A Quietus Review: Games Have Rules by Function and Vatican Shadow (October 1st, 2014)

This isn’t the first time ambient music has been used to present a musical tableau of a city, but it’s certainly a surprising choice from these two artists. Function, aka David Sumner, was after all one third of acclaimed electro deconstructionists Sandwell District, whose abrasive take on techno and dance provided a timely–and uneasy–injection of energy to familiar forms back in 2010 and 2011. Vatican Shadow, meanwhile, is an alias of Prurient’s Dominick Fernow, a man who may have transcended his noise background some time ago but who is still associated with words like “harsh”, “brutal” and “angry”. How is it possible, many may ask, that they’ve turned away from their familiar edginess in favour of ambient music?

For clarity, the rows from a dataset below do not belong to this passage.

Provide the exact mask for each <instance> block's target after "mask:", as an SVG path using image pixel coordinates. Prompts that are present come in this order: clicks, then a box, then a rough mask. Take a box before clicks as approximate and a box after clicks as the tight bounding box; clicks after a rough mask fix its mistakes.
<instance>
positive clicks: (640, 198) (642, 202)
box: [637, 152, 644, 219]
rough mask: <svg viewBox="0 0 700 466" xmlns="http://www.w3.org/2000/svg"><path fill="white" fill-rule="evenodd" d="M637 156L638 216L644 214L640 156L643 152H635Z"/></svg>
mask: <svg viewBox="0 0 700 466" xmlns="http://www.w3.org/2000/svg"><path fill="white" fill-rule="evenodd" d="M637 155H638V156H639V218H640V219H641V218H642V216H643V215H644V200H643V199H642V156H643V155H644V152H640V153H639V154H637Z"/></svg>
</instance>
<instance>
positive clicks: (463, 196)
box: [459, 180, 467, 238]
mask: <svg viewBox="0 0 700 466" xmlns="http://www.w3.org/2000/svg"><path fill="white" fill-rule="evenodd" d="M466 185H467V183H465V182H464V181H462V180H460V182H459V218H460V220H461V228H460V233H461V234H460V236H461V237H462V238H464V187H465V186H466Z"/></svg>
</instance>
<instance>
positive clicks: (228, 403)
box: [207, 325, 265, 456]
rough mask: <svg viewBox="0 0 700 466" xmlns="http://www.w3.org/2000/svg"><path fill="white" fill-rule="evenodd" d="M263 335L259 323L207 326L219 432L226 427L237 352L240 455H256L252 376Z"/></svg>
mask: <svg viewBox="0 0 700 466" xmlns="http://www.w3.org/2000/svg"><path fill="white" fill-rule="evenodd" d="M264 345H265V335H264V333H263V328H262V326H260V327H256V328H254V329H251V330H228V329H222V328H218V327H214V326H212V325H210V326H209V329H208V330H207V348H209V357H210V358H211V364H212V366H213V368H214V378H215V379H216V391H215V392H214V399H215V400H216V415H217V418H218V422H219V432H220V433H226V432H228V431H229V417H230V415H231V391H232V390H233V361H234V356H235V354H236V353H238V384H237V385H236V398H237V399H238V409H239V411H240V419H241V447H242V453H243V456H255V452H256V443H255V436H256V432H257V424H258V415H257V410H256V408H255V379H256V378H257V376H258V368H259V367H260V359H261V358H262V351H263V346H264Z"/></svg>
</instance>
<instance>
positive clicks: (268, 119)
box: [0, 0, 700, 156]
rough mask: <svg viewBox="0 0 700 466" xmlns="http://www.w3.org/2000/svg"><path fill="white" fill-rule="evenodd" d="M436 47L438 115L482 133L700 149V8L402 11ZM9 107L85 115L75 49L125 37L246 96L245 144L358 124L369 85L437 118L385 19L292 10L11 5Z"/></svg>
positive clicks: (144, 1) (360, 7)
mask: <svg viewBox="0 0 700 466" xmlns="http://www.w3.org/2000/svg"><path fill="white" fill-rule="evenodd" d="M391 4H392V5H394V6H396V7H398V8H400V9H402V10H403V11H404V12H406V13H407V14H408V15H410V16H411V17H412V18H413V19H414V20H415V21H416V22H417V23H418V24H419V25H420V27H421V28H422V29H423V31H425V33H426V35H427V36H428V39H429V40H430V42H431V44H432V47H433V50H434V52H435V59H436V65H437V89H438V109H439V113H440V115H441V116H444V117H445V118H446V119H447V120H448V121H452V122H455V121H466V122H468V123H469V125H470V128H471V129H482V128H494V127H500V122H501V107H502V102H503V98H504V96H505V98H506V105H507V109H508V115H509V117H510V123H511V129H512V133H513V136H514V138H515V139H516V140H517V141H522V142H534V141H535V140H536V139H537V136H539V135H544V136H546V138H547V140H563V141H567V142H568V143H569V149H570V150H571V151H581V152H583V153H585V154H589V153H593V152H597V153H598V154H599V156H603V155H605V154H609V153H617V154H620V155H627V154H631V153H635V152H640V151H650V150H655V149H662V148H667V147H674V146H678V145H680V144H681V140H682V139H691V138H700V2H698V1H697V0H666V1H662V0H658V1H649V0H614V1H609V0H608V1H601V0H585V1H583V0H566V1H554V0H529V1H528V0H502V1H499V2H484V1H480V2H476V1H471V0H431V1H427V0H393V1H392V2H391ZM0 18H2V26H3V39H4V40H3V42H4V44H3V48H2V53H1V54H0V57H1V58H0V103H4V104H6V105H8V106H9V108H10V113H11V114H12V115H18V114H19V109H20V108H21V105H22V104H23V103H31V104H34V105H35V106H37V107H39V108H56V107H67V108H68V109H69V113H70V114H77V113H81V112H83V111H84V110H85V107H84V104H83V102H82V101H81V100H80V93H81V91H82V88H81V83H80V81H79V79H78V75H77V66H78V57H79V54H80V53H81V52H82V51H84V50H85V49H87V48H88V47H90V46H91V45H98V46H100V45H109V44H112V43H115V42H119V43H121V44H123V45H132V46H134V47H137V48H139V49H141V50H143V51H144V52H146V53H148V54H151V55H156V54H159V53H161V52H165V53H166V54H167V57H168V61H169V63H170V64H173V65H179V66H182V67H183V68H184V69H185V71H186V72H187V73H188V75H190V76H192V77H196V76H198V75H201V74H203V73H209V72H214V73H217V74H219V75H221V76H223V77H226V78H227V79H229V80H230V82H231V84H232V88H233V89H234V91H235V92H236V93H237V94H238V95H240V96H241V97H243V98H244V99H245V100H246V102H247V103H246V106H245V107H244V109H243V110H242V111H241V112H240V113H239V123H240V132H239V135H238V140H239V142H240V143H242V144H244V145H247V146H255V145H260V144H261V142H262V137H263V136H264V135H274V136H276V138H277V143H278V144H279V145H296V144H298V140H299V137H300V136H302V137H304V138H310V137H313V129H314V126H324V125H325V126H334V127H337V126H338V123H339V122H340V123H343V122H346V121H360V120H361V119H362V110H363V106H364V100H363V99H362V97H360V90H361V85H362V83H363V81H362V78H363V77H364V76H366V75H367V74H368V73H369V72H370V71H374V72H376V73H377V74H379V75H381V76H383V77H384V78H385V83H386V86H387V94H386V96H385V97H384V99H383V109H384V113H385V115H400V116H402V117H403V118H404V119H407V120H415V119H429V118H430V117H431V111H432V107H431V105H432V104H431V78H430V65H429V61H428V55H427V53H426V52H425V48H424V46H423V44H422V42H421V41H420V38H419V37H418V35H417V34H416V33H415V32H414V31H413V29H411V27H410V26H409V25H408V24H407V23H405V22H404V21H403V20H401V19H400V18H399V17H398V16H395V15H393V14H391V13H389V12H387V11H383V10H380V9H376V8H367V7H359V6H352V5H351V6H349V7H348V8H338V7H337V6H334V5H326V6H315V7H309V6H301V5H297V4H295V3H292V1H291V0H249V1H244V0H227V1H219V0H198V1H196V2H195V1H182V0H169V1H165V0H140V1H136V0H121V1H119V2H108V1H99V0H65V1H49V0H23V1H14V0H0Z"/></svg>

It’s a dumb question, of course. Fernow and Sumner are experienced and talented producers, so they can do whatever they like with us fans, safe in the knowledge that the results are likely to be at least interesting and more likely exciting. Having said that, it still comes as surprise that Games Have Rules is quite so quiet. I mean, the album is a sonic reflection of the duo’s current city of New York (at night), and in my experience, it’s not a particularly quiet place. But by dropping the volume levels, Fernow and Sumner hone in on the minutiae of their city at night, the background textures of their experience and the intricate details that mostly go unnoticed by the masses. The album is imbued with a sort of listless melancholia, as if recorded in the witching hour between midnight and dawn after too many hours of excess and clubbing. Despite having only the faintest esquisse of thematic and sonic similarities, the mournful music of Burial immediately springs to mind when listening to Games Have Rules.

Set alongside the main body of both artists’ work, Games Have Rules therefore feels like a withdrawal, the title hinting at a reluctance to engage with dynamics of late-night social interaction, which would hardly be surprising given how little their austere musics are linked, even at their most beat-heavy and danceable, to the standard night out requirements of revelry and jollity. Most of the tracks drift and linger like the wisps of smoke emanating from vents in the Big Apple’s pavements, with rhythm seemingly surrendered to the sort of brooding ambience you’d expect on a Tim Hecker album. Listen closer (this album massively rewards listens on the headphones) and sullen sub-techno beats emerge like caterpillar tracks running under a vehicle. Jittering sonic eructations, bleeps and bloops are scattered over most of the tracks, lingering, inchoate like distant sirens and machinery heard through a hotel room window. There’s an emotional strand running through Games Have Rules but–perhaps because distinguishing who is doing what is impossible–it’s subdued and ambiguous, something which adds to the album’s crepuscular nature.

Games Have Rules may represent a shift for both Fernow and Sumner but it’s far from the dramatic change many might think. Instead, it represents an intriguing evolution by two artists who seem to delight in tweaking electronica to elicit fresh impressions of modern urban dystopia. It might not be an essential statement by either artist, but it lingers in the memory like a troubling dream in the small hours of the morning.